Looking at the US Executive Order on Crypto
In June 2022, The United States of America was set to start taking a deeper look into regulating the cryptocurrency space. Here is a short explainer providing some background regarding the priorities of the crypto executive order.
What are the goals of the Executive Order?
US President Joe Biden signed an executive order on March 9, 2022 in regards to cryptocurrencies, while noting that approximately 40 million Americans, or about 16% of American adults, have cryptocurrency holdings. They also noted that over 100 other countries have been exploring the concept of a CBDC (Central Bank Digital Currency), as digital versions of fiat currencies. The crypto executive order will not impact the status-quo immediately, as instead of providing directives for how federal agencies should act, the order instead calls for agencies to prepare reports over various time frames ranging from several months to a year on how they think cryptocurrency impacts their respective domain (i.e. energy consumption for the EPA) and what regulations they think should thus come about.
In the related press release, the Biden administration specifically brought up its six primary concerns it hopes to address through the executive order:
- Consumer Protection
- Global Financial Stability
- Money Laundering
- Promote US Technology Competitiveness
- Financial Inclusion
- Responsible Innovation
What does this mean for the cryptocurrency space?
Regulation is not inherently bad news. While regulation can bring about more restrictions, they also provide clarity of rules and are a sign of legitimacy. Over the past decade, cryptocurrency and blockchain technologies have long had a notorious reputation as being used as the system of choice for illicit marketplaces such as the Silk Road, in addition to being utilized to take advantage of investors hoping to “get-rich-quick” through bogus initial-coin-offerings.
Over the past few years, the market has matured significantly with criminal usage of cryptocurrency now being a minor component of the ecosystem instead of being a dominant aspect. Despite this maturation there are still several aspects of common cryptocurrency usage that conflict with securities regulations in many countries, including the US. One of the most notable examples of this would be the proliferation of fractional NFTs. A security is fungible, and a NFT is by definition, not fungible, leaving the question of how could a NFT be considered a security? Fractional NFTs enable multiple individuals to purchase pieces of a NFT, and while the whole NFT is not fungible, the fractional parts are fungible – and thus a security. This is not dissimilar to the Masterworks art investing platform.
For those in the iGaming industry, we know from experience that having clear guidelines is preferable to operating in the grey market. When operating in a gray market, your services could be cut off at any moment – with no heads up – and to boot, you are now on that government’s radar as having skirted the rules, meaning it could be difficult to secure proper licensing in that jurisdiction in the future. Further, the iGaming industry is keenly aware of the benefits that regulation provides in removing public stigma. In the US, most gambling was treated as a criminal or degenerate activity for decades. Nowadays, betting odds from various operators are visible on nearly every broadcasted sporting event.

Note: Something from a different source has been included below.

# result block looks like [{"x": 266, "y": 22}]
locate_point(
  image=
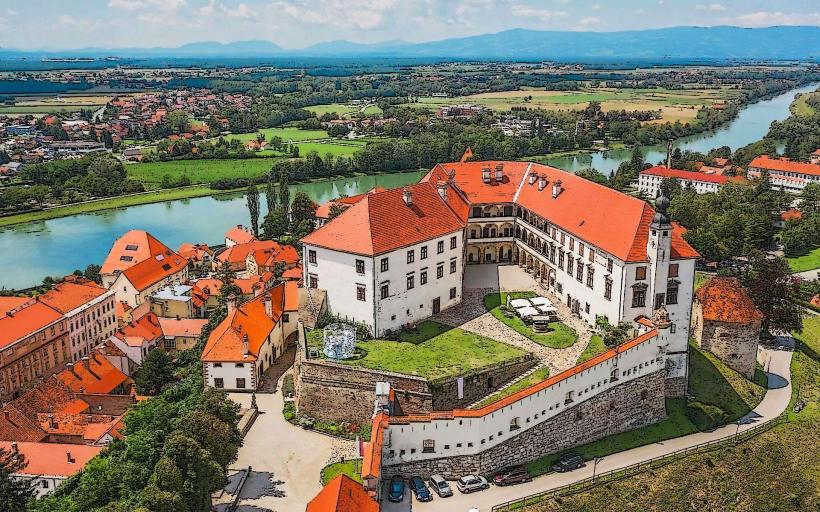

Article Update – July 2023
Here we are a year later! Since we first published this article, there has been a bipartisan bill introduced to the US senate. This bill, the Responsible Financial Innovation Act, provides insight into what the cryptocurrency community can expect in the coming years from the US government. Some of the proposed changes include moving the majority of cryptocurrency oversight from the Securities and Exchange Commission (SEC) to the Commodity Futures Trading Commission (CFTC), as well as establishing a robust framework and guidelines for coins that classify as stablecoins.
Overall, the suggested framework appears to be a positive outlook for the sector. Moving the primary regulative authority from the SEC to the CFTC is much more friendly for founders in the crypto space, while also acknowledging that the majority of cryptocurrency and tokens are not securities. Meanwhile, having a consistent set of rules for stablecoins is much needed in order for the cryptocurrency market to grow. Stablecoins are the backbone for crypto pairs in the exchanges, and investors need to know, for certain, that the token they believe to be worth “x” in fiat is actually worth “x” in fiat if the sector wants more retail adoption and institutional investors to participate. The Luna/Terra debacle in May has proved that the Wild West mentality of crypto, that originally helped the space grow and flourish, is now inhibiting its progress in gaining traction.